SpamAssassin Rules Project
(DRAFT - this part of the wiki is a discussion document, based on emails to dev list. Please feel free to add comments, but be sure to make clear that it's your opinion, by signing your name to them. Your real name is preferred, btw.)
The Problem
Here it is, stated by DuncanFindlay: 'SpamAssassin is not as effective as it could be because of the rules that are being used to detect spam. There are two problems here:
1. The "not enough rules" problem: SpamAssassin does not have enough high quality spam-catching rules. Anecdotally, our FN ratio seems to be much higher with 3.1 than with 3.0 (we won't know for sure until the mass-checks are done). There may be a variety of reasons for this:
The SpamAssassin committers are not spending much time writing rules.
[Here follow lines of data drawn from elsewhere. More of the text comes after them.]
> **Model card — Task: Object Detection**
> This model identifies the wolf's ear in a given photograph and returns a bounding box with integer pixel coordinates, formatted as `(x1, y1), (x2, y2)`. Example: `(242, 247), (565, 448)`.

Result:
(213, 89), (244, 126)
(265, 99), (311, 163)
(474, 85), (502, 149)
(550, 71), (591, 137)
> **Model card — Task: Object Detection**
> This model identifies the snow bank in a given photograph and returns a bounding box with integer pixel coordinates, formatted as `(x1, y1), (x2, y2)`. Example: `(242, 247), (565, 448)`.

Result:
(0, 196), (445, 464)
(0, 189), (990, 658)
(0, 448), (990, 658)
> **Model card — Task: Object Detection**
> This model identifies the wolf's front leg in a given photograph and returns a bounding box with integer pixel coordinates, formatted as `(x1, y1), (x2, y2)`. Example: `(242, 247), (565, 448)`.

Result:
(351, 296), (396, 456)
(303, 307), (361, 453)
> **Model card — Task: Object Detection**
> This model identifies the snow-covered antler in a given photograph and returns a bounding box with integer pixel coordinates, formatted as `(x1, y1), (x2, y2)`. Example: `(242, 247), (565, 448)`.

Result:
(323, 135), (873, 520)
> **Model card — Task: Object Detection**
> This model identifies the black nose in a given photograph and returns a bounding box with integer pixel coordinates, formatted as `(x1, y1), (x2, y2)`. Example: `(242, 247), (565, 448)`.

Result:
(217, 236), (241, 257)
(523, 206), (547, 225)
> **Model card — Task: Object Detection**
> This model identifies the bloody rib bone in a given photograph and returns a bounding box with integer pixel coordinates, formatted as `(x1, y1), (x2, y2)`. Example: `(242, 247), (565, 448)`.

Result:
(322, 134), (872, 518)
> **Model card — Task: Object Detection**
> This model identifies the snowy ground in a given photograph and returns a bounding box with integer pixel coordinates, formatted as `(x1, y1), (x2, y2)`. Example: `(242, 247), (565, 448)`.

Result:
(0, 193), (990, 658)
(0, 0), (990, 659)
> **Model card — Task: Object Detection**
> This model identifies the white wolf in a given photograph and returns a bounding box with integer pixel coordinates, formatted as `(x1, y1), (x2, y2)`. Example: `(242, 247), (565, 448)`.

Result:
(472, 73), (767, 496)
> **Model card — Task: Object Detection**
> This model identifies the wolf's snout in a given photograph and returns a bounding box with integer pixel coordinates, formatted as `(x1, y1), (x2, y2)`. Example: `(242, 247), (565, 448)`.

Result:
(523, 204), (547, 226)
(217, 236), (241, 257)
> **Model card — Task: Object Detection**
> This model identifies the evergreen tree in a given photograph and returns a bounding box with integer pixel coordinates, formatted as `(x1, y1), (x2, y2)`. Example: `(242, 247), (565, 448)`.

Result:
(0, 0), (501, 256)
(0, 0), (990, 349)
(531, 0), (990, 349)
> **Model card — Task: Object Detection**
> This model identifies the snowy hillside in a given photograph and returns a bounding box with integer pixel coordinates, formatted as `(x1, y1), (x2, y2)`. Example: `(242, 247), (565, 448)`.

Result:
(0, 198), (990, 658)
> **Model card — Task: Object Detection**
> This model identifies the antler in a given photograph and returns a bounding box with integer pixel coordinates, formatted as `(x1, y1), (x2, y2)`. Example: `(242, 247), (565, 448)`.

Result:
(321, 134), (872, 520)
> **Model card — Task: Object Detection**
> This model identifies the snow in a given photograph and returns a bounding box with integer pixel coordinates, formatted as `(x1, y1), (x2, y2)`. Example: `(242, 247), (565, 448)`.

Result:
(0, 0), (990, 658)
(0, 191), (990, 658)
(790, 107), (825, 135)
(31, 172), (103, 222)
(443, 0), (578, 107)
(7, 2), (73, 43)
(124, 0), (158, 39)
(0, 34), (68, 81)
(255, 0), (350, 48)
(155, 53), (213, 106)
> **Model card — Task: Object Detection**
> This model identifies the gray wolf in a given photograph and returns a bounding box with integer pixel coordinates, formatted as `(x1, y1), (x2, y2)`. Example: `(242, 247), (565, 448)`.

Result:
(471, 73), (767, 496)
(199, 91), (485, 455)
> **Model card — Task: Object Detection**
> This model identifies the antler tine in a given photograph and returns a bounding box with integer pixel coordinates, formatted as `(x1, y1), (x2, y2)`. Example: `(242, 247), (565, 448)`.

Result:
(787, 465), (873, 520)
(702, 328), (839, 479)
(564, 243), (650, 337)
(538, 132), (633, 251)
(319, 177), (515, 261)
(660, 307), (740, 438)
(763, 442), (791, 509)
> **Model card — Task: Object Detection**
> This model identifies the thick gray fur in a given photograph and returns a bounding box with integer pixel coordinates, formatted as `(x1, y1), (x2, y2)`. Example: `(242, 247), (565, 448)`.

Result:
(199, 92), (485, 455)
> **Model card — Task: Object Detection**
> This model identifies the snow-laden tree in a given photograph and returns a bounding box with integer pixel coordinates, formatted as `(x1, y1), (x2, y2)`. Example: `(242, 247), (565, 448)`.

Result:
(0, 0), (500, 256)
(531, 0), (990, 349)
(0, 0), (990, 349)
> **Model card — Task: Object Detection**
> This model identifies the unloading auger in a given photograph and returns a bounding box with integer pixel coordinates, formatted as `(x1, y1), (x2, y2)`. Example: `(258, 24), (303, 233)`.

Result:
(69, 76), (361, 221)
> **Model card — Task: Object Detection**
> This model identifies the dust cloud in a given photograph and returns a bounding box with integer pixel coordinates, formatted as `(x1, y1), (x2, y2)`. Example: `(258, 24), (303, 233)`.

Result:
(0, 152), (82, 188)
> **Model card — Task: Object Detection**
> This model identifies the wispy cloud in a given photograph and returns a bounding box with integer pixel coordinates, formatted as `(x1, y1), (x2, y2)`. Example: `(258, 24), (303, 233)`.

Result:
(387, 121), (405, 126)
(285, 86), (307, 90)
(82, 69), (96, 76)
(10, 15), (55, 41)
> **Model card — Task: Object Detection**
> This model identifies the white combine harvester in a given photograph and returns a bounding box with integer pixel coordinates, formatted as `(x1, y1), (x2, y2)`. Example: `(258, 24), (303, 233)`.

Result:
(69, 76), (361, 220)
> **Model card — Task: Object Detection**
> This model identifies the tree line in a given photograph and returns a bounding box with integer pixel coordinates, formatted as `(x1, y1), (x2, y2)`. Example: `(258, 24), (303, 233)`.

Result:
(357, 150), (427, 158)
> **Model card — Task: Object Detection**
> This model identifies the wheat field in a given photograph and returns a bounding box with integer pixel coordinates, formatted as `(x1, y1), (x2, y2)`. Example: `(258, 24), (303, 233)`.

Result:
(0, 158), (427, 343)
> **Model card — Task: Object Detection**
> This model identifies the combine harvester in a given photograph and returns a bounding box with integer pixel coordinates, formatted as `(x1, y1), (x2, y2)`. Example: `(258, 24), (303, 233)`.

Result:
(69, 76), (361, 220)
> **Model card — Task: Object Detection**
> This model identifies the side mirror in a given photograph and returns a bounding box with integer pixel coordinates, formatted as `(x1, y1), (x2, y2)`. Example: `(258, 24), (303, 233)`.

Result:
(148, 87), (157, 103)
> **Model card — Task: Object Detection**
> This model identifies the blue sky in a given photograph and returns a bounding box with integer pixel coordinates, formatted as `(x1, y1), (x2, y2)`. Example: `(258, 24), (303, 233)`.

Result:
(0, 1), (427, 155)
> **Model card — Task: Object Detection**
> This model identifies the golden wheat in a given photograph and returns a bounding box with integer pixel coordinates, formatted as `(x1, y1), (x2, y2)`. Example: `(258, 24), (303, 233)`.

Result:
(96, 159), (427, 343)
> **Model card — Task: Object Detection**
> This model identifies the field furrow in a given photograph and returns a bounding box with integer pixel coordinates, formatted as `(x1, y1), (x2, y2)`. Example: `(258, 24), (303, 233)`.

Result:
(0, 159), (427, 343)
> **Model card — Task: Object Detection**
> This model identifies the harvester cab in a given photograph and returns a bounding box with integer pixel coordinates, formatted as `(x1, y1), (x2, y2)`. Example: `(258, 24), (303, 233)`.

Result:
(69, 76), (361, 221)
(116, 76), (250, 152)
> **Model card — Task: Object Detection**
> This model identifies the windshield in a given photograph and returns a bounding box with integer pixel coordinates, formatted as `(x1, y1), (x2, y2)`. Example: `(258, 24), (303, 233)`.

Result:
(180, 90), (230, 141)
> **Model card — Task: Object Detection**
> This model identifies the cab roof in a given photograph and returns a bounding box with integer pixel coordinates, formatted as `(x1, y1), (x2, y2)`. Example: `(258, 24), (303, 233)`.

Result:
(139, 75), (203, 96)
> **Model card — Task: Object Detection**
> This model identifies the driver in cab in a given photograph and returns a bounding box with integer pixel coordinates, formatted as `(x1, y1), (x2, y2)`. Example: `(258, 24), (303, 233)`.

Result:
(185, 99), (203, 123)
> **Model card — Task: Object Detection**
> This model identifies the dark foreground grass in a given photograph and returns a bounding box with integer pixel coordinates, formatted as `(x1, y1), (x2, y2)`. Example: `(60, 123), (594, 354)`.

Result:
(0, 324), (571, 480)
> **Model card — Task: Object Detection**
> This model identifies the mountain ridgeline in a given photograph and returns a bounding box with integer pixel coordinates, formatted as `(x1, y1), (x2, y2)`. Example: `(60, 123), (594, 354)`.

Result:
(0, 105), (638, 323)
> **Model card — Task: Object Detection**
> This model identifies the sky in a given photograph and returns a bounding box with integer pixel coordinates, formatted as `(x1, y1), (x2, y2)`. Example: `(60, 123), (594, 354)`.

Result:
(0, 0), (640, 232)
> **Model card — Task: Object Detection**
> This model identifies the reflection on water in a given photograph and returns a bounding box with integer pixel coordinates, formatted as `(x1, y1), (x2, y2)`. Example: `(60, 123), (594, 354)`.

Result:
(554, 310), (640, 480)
Attempts to recruit people to become committers to write rules have been somewhat unsuccessful. We could always use more committers and contributors; what can we do to encourage more contribution?
People that do write rules for their own use are not willing to go through the fairly elaborate process in order to submit them to SpamAssassin (this currently requires rules to go through bugzilla and then through 70_testing.cf and eventually into our distribution). What can we do to make this process easier and more inviting?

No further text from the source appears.